El Servicio Nacional del Consumidor (SERNAC) ha presentado un oficio formal al Instituto Chileno Británico de Cultura (ICBC) en respuesta a un notable número de reclamos por parte de consumidores, superando los 60, tras el inesperado cierre de su sede en Ñuñoa. Este cierre, que tuvo lugar en noviembre del año pasado, dejó en una situación complicada a muchos estudiantes que se inscribieron en programas de enseñanza de inglés. Los reclamantes han expresado su descontento no solo por la falta de clases, sino también por los retrasos en la devolución de sus pagos.
La situación se ha visto agravada por una notable falta de comunicación por parte del instituto. Muchos de los afectados alegan que no han recibido respuestas claras a sus inquietudes, lo que ha exacerbado la frustración.

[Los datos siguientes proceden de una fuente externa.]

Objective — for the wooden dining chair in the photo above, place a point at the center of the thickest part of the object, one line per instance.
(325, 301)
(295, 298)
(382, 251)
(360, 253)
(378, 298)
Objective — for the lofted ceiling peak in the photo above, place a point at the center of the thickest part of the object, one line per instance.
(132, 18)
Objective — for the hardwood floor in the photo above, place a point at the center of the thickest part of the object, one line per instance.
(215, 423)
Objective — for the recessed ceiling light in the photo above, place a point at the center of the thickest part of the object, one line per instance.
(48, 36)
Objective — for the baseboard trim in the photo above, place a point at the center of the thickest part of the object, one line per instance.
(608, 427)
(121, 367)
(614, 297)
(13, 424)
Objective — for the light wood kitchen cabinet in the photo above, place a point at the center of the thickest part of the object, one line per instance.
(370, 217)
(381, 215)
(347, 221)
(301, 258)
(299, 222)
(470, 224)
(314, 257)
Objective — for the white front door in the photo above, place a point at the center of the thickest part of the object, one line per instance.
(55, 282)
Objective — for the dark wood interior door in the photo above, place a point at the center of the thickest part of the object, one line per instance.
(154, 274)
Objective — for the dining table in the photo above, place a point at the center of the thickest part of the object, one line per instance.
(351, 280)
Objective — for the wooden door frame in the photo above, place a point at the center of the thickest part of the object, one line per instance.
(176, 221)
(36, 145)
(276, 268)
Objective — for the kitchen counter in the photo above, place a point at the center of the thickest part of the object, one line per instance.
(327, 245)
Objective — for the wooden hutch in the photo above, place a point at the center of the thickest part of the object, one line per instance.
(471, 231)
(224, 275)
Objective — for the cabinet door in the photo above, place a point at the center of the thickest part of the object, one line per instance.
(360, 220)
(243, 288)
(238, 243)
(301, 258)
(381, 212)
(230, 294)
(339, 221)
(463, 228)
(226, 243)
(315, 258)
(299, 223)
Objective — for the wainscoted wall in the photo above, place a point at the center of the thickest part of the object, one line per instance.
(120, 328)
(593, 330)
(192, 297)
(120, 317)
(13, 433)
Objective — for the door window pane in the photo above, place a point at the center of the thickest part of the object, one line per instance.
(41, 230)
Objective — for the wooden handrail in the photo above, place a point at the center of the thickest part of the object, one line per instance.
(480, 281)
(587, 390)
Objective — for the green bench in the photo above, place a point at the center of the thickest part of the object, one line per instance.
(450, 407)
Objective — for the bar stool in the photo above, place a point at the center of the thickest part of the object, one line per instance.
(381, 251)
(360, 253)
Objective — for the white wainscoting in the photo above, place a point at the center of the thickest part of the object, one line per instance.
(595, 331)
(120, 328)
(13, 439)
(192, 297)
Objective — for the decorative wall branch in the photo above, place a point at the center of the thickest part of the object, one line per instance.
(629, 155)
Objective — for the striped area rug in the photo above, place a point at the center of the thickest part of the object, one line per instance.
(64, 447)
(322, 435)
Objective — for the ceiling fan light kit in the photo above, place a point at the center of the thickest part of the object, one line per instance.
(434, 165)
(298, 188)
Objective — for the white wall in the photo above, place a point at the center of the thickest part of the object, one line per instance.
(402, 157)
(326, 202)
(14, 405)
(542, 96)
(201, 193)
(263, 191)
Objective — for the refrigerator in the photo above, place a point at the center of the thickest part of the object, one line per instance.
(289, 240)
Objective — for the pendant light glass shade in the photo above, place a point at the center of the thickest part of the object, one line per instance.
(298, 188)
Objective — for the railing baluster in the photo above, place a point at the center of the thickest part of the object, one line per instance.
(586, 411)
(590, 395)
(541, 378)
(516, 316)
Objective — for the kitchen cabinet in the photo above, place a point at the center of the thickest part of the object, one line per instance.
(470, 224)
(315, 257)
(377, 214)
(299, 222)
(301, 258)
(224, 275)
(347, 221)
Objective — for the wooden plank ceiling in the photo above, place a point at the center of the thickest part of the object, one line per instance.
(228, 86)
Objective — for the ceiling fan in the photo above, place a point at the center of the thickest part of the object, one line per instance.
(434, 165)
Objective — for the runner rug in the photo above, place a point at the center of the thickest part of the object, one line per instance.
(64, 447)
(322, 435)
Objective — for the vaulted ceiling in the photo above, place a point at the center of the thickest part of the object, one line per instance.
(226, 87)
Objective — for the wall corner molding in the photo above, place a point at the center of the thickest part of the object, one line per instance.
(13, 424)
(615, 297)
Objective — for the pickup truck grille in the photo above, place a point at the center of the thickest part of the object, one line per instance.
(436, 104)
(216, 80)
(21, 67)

El SERNAC, actuando en defensa de los derechos de los consumidores, ha solicitado información detallada al ICBC, incluyendo los motivos del cierre, la cantidad exacta de estudiantes perjudicados y los montos que aún no han sido reembolsados.
Dentro del query al ICBC, se ha requerido además saber qué pasos están tomando para resolver esta situación que ha afectado a tantos. La entidad educativa tiene ahora un plazo de 10 días hábiles para proporcionar una respuesta satisfactoria. Esta acción del SERNAC pone de manifiesto la importancia del compromiso por parte de las instituciones educativas en garantizar el cumplimiento de las obligaciones asumidas con sus estudiantes.

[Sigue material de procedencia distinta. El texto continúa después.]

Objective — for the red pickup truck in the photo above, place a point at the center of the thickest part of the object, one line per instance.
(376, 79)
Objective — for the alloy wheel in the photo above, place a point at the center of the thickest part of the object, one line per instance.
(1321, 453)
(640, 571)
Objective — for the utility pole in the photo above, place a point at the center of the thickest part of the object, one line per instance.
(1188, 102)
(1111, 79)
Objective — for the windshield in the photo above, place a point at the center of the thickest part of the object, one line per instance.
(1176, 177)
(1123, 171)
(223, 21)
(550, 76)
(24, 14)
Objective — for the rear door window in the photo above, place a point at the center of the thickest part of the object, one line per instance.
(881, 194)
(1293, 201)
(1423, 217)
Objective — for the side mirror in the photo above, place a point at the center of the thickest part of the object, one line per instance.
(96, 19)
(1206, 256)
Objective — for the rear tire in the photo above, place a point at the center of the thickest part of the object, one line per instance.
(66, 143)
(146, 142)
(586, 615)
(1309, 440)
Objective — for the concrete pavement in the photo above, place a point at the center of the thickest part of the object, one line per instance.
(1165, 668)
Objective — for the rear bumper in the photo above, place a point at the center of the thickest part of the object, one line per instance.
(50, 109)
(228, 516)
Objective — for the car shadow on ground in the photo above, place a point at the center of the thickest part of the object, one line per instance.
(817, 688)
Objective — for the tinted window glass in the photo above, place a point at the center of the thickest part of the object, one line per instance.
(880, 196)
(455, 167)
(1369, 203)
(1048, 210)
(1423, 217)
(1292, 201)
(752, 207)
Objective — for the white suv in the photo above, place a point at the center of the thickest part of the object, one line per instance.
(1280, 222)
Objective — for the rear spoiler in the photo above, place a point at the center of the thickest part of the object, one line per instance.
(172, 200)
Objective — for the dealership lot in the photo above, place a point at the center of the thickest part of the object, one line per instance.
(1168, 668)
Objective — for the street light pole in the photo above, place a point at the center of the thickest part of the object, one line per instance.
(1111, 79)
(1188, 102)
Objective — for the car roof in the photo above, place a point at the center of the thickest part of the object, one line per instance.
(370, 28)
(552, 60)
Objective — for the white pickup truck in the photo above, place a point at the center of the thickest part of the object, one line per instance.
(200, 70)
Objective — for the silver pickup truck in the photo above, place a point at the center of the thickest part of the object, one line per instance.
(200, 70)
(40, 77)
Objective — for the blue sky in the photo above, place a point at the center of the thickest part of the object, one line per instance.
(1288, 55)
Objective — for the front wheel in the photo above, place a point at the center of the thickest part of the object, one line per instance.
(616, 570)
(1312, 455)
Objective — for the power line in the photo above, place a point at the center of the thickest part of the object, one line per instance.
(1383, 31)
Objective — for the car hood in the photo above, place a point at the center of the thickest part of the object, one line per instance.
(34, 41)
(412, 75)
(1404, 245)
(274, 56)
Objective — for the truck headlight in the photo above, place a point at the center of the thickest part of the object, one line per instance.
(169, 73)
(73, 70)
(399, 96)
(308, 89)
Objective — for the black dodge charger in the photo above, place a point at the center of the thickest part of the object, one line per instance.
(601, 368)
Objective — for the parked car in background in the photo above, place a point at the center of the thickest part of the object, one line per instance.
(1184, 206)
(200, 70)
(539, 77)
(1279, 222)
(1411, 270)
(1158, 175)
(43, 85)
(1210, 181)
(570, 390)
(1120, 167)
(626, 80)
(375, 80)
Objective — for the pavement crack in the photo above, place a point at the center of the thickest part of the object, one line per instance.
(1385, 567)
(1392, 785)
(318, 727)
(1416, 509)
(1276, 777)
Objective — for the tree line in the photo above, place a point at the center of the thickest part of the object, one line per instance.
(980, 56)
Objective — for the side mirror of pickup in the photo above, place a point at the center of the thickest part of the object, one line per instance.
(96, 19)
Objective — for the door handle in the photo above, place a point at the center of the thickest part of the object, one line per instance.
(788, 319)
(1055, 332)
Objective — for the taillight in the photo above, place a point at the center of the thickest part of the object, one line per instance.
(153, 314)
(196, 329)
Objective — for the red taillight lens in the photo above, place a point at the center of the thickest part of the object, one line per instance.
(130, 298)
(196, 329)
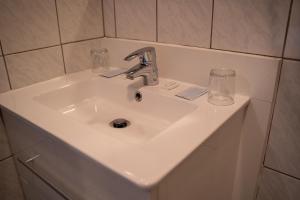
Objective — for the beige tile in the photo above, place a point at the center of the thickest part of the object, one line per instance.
(256, 75)
(4, 84)
(276, 186)
(27, 25)
(185, 22)
(136, 19)
(34, 66)
(284, 142)
(292, 48)
(77, 55)
(254, 26)
(4, 147)
(9, 185)
(79, 19)
(109, 17)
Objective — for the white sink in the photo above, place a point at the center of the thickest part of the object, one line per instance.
(98, 101)
(165, 130)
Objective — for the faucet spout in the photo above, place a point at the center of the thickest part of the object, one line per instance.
(146, 68)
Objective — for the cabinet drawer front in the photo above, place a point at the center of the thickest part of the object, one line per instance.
(65, 168)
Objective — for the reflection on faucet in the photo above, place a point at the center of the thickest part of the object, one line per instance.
(147, 67)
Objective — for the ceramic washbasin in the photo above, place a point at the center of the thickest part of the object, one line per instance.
(76, 109)
(98, 101)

En medio de la controversia, el ICBC ha mencionado que se están considerando alternativas para aquellos estudiantes afectados, tales como la posibilidad de reubicación en otras sedes como la Escuela Militar o bien, la opción de congelar los cursos o solicitar la devolución completa del dinero. Sin embargo, muchos consumidores aún se sienten insatisfechos con las soluciones propuestas.

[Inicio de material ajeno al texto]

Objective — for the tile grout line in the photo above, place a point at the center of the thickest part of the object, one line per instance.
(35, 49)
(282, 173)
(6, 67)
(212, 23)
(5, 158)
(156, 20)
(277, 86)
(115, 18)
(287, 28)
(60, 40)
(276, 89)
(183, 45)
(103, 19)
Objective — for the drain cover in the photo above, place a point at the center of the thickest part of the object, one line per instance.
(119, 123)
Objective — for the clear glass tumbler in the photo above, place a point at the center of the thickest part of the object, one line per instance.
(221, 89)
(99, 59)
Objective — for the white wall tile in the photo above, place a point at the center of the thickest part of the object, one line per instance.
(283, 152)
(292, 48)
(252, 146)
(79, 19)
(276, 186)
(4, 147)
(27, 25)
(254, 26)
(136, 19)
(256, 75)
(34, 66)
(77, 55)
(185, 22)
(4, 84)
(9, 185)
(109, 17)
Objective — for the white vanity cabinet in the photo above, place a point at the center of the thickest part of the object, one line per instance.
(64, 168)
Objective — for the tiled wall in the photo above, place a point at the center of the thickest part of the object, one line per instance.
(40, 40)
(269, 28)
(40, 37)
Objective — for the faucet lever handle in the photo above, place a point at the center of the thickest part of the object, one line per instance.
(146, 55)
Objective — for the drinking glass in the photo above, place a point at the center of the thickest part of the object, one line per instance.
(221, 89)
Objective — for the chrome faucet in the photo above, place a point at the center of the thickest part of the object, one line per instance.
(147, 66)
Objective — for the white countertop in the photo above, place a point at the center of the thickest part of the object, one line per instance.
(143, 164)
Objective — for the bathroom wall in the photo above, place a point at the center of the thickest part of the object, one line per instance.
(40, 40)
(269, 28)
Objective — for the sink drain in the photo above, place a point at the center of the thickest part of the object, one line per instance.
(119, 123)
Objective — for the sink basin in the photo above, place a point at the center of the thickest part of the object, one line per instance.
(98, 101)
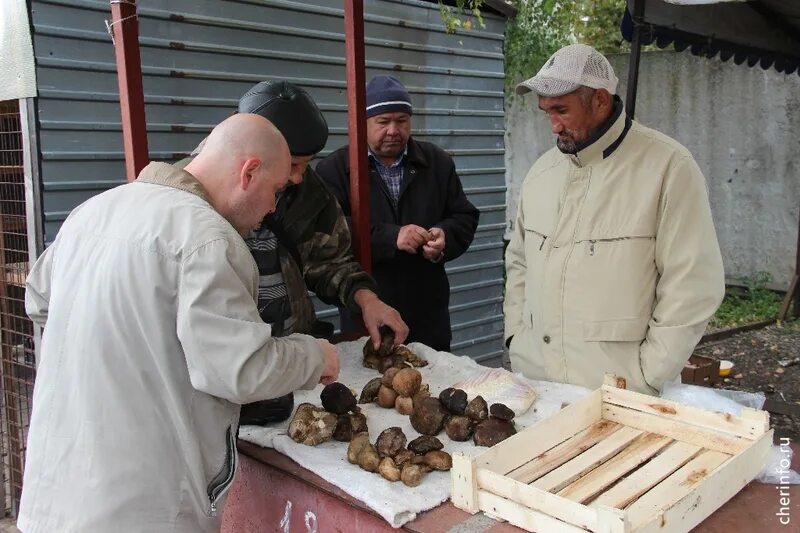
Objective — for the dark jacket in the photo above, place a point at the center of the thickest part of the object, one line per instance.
(430, 195)
(315, 253)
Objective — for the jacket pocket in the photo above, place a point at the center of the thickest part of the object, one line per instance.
(620, 330)
(222, 481)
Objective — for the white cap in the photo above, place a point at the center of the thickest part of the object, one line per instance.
(568, 69)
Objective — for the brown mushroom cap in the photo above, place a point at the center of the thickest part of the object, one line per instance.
(501, 411)
(407, 381)
(337, 398)
(390, 441)
(424, 444)
(386, 397)
(439, 460)
(477, 409)
(459, 428)
(491, 431)
(428, 416)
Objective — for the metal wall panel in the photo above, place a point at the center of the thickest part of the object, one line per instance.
(199, 56)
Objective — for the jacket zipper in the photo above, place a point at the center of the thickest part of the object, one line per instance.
(222, 480)
(613, 239)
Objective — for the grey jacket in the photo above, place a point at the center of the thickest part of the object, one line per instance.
(152, 341)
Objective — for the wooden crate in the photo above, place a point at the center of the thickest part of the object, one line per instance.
(615, 461)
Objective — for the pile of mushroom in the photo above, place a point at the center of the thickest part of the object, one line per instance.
(462, 419)
(339, 418)
(388, 355)
(390, 457)
(398, 388)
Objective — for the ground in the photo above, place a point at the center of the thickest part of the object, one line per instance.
(759, 357)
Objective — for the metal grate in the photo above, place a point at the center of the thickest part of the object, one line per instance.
(17, 370)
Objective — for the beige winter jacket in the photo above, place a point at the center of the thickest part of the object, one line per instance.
(613, 265)
(152, 339)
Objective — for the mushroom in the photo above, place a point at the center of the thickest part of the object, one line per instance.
(369, 459)
(388, 376)
(404, 405)
(344, 429)
(458, 428)
(454, 400)
(337, 398)
(439, 460)
(359, 422)
(386, 397)
(391, 441)
(428, 416)
(491, 431)
(388, 469)
(407, 381)
(499, 410)
(370, 391)
(477, 409)
(359, 442)
(412, 474)
(312, 425)
(424, 444)
(402, 457)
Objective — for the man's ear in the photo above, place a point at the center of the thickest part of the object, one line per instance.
(247, 172)
(604, 99)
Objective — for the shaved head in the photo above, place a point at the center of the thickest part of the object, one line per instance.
(244, 162)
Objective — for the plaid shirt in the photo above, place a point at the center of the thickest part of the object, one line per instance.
(392, 174)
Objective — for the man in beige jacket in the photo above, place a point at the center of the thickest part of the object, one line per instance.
(613, 264)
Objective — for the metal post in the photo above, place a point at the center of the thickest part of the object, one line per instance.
(125, 35)
(793, 294)
(636, 54)
(357, 130)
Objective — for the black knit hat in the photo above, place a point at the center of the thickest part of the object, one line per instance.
(385, 94)
(292, 111)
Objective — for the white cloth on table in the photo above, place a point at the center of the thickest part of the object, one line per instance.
(395, 502)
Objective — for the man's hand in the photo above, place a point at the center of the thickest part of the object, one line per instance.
(330, 372)
(433, 249)
(377, 314)
(411, 237)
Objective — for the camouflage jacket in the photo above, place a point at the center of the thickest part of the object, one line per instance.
(314, 223)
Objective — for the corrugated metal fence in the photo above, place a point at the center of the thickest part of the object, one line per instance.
(199, 56)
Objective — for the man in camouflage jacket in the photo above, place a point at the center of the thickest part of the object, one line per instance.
(305, 244)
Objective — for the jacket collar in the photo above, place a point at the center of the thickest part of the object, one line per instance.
(610, 137)
(172, 176)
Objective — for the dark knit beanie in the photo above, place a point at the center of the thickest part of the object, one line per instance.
(292, 111)
(385, 94)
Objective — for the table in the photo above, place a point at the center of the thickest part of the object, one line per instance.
(273, 493)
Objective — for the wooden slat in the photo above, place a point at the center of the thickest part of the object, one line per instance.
(716, 421)
(538, 500)
(557, 456)
(520, 516)
(712, 492)
(464, 483)
(705, 438)
(639, 451)
(589, 460)
(538, 438)
(648, 476)
(675, 487)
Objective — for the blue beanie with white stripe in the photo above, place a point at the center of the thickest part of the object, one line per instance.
(385, 94)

Finalmente, el SERNAC ha enfatizado que las instituciones educativas tienen una obligación ineludible de respetar los acuerdos pactados con los estudiantes y lo que se estableció en la publicidad. Ante un cierre de sede, es esencial que se ofrezcan respuestas rápidas y soluciones viables para que los estudiantes puedan continuar con su formación sin mayores inconvenientes. La resolución de esta crisis será monitorizada de cerca por el SERNAC, quien podría considerar sanciones si se comprueban incumplimientos por parte del ICBC.